他退后一步,环视空荡的球馆。“明天对国王,阿泰斯特会防你。他会用身体欺负你,用垃圾话干扰你,用一切手段让你不舒服。你要做的不是避开他,是面对他。在他头上得分,在他防守下进球,让他知道——你不好惹。”
杜兰特想起鲍文的话:用他们最不想看到的方式赢回来。
“如果我被防死了呢?”他问。
“那就找别的办法。”科比说,“无球跑动,借掩护切出,背身要位,快攻跟进。总有一种方式能得分。但前提是,你不能怕。怕了,你就输了。”
球馆顶棚的灯发出低沉的嗡鸣。远处有清洁工推着拖把车经过的声音,橡胶轮子摩擦地板,吱呀吱呀。
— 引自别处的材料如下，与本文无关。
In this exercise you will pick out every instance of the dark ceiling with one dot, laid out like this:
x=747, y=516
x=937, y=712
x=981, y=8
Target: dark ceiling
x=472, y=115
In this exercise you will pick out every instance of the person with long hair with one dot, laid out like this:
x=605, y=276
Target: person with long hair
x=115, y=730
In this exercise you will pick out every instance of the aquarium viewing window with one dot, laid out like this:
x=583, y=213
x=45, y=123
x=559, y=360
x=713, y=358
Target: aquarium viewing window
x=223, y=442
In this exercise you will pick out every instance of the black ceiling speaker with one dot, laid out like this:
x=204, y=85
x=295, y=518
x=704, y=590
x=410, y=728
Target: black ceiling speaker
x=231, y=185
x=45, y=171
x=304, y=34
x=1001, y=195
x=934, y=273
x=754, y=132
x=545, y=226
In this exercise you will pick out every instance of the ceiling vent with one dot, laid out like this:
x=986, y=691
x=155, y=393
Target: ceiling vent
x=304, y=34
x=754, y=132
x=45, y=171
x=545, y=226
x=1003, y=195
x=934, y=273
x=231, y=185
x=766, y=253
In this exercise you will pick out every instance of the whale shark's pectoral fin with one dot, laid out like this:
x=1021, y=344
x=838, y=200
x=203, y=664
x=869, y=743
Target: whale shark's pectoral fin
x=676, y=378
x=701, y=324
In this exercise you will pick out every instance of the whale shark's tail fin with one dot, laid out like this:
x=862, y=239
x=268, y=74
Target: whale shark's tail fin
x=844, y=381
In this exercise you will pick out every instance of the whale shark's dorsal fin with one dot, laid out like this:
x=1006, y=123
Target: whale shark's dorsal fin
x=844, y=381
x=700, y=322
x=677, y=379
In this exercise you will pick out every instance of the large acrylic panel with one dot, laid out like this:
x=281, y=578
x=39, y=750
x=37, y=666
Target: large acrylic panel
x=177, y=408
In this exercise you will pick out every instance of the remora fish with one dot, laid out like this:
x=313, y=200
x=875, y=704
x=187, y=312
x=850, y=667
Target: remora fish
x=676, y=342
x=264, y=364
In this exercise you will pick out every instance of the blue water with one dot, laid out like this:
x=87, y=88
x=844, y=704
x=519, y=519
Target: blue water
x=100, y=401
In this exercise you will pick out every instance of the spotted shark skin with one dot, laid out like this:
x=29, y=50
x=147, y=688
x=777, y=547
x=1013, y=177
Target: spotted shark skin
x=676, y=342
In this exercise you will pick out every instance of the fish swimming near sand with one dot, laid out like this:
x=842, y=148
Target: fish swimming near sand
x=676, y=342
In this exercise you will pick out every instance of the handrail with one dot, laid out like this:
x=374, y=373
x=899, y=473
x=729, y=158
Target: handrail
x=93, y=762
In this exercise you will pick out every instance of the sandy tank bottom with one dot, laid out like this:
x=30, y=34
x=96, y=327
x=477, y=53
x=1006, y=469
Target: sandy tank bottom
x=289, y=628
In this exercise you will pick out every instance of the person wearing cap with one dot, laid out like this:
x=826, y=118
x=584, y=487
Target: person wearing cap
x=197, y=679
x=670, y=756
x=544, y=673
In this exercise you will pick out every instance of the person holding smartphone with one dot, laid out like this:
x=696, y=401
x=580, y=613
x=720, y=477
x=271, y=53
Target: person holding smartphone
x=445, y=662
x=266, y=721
“回家吧。”科比拍了拍他的肩膀,“明天赛前热身,我们练几个针对阿泰斯特的动作。”
两人一起收拾东西。杜兰特把散落的球收进球车,科比关掉一部分灯。走到停车场时,科比突然说:“你知道我最佩服乔丹什么吗?”
杜兰特摇头。
“不是他的得分,不是他的冠军,甚至不是他的意志力。”科比打开车门,但没有立刻坐进去,“是他让身边的人变得更好的能力。皮蓬在他身边成了超级巨星,科尔在他身边成了关键射手,罗德曼在他身边专注篮板和防守。他不仅自己强,还让整个球队强。”
他坐进车里,发动引擎,车窗降下来。“我也想这样。但首先,你得变得足够强,强到能让我信任你。”
车灯亮起,照亮前方一小片黑暗。杜兰特站在自己的车旁,看着科比的尾灯消失在训练中心大门外。
他坐进车里,没有立刻开走。打开手机,屏幕亮起的光在黑暗中刺眼。他点开赛程表,明天晚上的对手:萨克拉门托国王。阿泰斯特。